Behind that seems to be price, with 72% of people surveyed saying they choose to purchase fast fashion because it’s “good value for the money”.

In the same study, over half of Britons admitted knowing very little about the impact of fast fashion, with many saying they’d appreciate more information from official sources.

One particular criticism levied against the EU’s plans is the lack of introduction of living wage legislation.

If put in place, it would mean retailers could no longer sell clothing at rock bottom clothing as they wouldn’t be able to rely on cheap labour.

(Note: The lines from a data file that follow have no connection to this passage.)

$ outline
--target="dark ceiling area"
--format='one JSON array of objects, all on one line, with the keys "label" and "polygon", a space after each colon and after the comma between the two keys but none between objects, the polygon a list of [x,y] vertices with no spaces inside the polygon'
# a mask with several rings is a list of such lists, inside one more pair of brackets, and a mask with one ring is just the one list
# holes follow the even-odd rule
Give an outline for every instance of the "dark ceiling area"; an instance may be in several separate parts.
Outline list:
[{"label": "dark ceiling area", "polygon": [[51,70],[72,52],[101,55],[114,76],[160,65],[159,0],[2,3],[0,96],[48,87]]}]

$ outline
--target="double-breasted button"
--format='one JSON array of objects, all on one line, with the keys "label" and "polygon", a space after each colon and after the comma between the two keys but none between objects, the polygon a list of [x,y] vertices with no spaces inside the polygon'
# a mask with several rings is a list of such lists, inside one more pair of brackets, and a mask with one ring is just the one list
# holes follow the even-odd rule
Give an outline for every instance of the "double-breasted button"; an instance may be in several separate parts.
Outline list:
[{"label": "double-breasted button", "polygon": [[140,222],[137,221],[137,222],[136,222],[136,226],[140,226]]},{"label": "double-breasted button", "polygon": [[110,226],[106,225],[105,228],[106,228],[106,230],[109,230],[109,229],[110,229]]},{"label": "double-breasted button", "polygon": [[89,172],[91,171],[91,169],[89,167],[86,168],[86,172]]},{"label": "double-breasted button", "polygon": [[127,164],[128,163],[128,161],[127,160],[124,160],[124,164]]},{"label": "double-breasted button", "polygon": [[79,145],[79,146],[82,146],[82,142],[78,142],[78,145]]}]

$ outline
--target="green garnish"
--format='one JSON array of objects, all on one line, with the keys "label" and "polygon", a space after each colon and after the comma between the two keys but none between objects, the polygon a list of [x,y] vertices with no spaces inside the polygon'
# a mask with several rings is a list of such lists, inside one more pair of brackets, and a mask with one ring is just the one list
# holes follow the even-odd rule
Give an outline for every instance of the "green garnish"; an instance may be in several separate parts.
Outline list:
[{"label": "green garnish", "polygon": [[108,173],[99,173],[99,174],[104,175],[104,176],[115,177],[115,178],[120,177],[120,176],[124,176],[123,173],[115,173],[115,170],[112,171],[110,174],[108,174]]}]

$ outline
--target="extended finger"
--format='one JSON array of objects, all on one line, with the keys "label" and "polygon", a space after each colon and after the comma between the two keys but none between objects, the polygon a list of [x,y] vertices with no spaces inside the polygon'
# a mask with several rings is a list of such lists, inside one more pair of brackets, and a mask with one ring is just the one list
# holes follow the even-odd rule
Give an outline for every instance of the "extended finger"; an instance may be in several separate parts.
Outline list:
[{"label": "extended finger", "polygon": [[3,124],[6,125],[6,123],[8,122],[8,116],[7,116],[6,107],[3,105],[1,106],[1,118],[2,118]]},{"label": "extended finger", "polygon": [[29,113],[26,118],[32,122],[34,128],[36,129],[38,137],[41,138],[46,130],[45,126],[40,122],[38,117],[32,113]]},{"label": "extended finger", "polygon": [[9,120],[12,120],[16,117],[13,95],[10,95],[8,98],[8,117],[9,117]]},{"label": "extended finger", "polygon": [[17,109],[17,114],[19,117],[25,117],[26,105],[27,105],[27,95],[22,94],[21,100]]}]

Shein in particular has often been criticised as particularly guilty of this practice, with a number of allegations made against them on their labour policies.

Last year, UK TV station Channel 4 sent an undercover worker into two Shein factories in Guangzhou and found that workers receive a base salary of just 4k yuan per month – or about €503 – for up to 18-hour-long days and are expected to produce 500 pieces of clothing per day with just one day off a month.

That sees many – often female – workers trapped in poverty, pressured to produce more garments more quickly in order to keep the jobs they so desperately need. Higher wages would mean less mass overproduction as well as a better life for these employees.

While the EU’s proposals are certainly a move in the right direction, it’s clear they don’t go far enough to bring an end to fast fashion for good.

Ideally consumers will need to distance themselves from the industry and make more sensible choices, but the current economic situation remains a real challenge for many.

Cally Russell’s advice for those on a budget?

“Move away from chasing the quick hit that fast fashion provides and start buying less. This doesn’t mean spend more but buy pieces that offer more versatility and are made in a way that’s better for the planet.”